Now the same people talk less about the nuclear threat and more about natural catastrophes involving extreme wind, when the Earth tips on its axis. According to one potential resident, “Now if that happens, it throws the whole kilter of the air cycles off. The jet stream, instead of staying up there, could come right down on the surface and, man, 300 mile-an-hour winds would just change your life entirely.” In Paradise Valley they think the rest of America is woefully under-prepared.1
A large percentage of these people are conservative Christians, who see in the trumpets natural disasters that will affect all people. But this is a misunderstanding of the text.

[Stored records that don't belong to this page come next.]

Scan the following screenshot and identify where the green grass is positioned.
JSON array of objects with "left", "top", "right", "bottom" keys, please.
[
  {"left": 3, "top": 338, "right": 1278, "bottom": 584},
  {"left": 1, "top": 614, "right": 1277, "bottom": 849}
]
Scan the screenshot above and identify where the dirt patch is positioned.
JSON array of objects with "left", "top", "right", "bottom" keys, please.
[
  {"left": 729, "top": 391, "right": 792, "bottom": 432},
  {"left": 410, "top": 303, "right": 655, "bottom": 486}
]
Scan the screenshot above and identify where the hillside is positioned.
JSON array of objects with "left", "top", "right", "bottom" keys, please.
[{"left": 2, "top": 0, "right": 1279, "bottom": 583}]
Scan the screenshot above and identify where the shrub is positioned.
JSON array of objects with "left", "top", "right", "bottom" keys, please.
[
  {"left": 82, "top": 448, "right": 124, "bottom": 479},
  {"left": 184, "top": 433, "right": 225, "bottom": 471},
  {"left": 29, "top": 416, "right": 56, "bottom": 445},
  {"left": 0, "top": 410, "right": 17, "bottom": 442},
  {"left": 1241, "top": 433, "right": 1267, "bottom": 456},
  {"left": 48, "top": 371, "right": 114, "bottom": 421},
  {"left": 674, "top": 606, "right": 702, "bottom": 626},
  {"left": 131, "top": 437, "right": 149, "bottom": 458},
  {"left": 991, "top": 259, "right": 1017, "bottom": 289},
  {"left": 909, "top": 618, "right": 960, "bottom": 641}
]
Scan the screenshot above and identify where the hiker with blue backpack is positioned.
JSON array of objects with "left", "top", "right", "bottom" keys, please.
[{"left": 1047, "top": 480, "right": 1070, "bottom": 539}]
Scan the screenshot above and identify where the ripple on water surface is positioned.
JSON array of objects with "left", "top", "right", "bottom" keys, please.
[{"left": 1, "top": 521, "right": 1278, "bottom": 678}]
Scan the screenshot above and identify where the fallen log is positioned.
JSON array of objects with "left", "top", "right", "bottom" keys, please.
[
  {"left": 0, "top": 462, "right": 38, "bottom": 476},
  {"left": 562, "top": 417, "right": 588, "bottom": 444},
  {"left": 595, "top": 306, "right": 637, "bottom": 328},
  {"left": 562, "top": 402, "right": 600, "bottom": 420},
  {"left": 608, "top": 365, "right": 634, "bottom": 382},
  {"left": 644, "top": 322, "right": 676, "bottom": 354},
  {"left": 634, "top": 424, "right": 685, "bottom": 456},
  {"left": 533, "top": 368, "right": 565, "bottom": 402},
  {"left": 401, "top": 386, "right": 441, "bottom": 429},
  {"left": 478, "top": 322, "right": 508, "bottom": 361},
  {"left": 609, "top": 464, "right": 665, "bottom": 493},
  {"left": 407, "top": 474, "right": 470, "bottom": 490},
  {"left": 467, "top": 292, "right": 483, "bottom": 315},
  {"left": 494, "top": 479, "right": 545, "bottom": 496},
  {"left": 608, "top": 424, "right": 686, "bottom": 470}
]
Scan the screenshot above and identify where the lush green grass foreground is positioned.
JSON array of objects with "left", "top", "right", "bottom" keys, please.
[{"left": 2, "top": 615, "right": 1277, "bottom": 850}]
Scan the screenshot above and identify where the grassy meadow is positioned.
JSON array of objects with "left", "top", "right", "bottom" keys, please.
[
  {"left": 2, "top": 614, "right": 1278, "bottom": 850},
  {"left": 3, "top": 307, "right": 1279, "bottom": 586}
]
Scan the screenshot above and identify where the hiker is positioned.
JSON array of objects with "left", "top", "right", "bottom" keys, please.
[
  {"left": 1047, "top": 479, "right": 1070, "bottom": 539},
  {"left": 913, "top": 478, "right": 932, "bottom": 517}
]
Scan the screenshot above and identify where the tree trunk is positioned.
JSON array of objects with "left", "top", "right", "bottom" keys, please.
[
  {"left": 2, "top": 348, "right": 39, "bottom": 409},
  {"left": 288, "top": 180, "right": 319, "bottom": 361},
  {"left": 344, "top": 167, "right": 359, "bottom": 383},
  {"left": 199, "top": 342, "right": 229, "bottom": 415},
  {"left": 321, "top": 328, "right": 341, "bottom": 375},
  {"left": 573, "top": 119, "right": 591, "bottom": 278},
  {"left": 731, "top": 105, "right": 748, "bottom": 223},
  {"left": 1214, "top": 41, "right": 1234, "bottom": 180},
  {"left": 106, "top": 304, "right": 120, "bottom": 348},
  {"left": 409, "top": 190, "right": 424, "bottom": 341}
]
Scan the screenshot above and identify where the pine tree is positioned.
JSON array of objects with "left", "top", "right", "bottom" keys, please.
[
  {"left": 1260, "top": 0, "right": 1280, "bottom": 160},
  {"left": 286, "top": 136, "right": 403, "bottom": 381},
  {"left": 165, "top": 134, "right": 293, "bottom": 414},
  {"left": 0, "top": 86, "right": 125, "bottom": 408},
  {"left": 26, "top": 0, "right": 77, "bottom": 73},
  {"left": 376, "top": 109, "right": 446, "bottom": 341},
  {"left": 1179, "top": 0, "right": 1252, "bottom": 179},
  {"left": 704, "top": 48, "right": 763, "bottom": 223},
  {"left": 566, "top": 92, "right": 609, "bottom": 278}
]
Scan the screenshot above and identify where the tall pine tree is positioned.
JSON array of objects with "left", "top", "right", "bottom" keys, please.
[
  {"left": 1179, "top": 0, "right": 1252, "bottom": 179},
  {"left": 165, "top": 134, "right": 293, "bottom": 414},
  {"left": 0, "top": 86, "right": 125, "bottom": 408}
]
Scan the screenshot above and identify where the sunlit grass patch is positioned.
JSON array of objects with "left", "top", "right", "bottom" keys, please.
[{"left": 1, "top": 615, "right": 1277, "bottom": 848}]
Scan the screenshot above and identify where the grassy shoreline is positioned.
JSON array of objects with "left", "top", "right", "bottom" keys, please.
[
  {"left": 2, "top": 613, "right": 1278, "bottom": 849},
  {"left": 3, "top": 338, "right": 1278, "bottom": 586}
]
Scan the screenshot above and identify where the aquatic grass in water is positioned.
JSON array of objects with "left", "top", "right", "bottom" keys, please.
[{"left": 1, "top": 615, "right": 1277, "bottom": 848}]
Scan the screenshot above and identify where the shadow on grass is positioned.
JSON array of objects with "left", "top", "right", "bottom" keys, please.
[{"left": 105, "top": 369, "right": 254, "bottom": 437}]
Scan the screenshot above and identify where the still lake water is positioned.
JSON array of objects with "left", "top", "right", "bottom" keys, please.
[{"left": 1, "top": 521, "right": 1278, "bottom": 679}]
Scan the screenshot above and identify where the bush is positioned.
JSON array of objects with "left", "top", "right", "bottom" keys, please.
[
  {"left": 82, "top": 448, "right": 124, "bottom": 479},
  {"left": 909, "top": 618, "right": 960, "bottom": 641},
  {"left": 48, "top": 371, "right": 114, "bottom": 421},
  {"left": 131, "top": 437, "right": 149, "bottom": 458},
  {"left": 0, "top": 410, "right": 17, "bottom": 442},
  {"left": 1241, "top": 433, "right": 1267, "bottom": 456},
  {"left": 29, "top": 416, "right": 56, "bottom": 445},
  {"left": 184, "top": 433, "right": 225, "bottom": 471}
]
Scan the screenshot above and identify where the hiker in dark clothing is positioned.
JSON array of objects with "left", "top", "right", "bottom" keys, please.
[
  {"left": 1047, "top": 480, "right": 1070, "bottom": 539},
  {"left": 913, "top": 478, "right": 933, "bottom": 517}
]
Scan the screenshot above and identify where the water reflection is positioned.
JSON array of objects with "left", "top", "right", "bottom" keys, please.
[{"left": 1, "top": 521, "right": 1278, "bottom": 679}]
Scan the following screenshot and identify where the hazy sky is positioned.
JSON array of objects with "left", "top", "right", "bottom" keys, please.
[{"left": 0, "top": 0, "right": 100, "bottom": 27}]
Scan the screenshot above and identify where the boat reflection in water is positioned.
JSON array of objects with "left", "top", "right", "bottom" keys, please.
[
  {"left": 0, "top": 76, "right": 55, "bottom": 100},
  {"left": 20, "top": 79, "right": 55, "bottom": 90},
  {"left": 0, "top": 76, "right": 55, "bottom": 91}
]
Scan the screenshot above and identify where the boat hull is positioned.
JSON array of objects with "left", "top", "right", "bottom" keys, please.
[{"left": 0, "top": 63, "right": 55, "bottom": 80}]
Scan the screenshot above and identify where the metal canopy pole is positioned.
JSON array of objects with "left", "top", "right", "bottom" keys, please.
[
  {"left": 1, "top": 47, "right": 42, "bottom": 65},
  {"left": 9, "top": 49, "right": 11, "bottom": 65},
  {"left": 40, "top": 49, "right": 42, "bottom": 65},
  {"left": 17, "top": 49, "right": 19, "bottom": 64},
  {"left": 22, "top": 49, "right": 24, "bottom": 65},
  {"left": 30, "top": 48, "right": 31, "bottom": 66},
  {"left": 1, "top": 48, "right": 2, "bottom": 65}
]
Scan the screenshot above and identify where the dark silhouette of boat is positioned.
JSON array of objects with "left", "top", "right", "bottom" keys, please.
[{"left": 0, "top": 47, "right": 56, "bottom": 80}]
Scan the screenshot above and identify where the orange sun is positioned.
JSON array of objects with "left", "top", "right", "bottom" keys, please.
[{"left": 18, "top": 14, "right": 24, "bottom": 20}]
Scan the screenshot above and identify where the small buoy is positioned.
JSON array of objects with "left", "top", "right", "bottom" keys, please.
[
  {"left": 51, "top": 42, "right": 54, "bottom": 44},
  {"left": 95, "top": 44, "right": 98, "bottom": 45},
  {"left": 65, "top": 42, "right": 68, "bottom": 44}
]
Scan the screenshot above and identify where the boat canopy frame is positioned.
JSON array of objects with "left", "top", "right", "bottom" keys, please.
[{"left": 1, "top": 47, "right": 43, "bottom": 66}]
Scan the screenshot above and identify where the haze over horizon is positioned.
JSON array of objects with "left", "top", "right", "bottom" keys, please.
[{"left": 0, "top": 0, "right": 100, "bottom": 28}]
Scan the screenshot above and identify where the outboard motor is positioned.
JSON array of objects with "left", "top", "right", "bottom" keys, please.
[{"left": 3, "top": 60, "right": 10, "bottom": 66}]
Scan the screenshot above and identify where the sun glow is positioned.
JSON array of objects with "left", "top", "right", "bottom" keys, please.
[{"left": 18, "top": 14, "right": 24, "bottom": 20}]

According to Revelation, the trumpets are judgments of God that fall on unbelievers (Rev 8:3-5; 9:4). So the best safety against the judgments of God is not a shelter in Montana, it is obedience to the gospel of Jesus Christ.
Lord, whenever my world caves in, help me to trust You rather than my own devisings.
1 Based on John Hollenhorst, “Underground Shelters Abound in Paradise Valley,” transcript of a television report posted at www.rickross.com on March 2, 2004.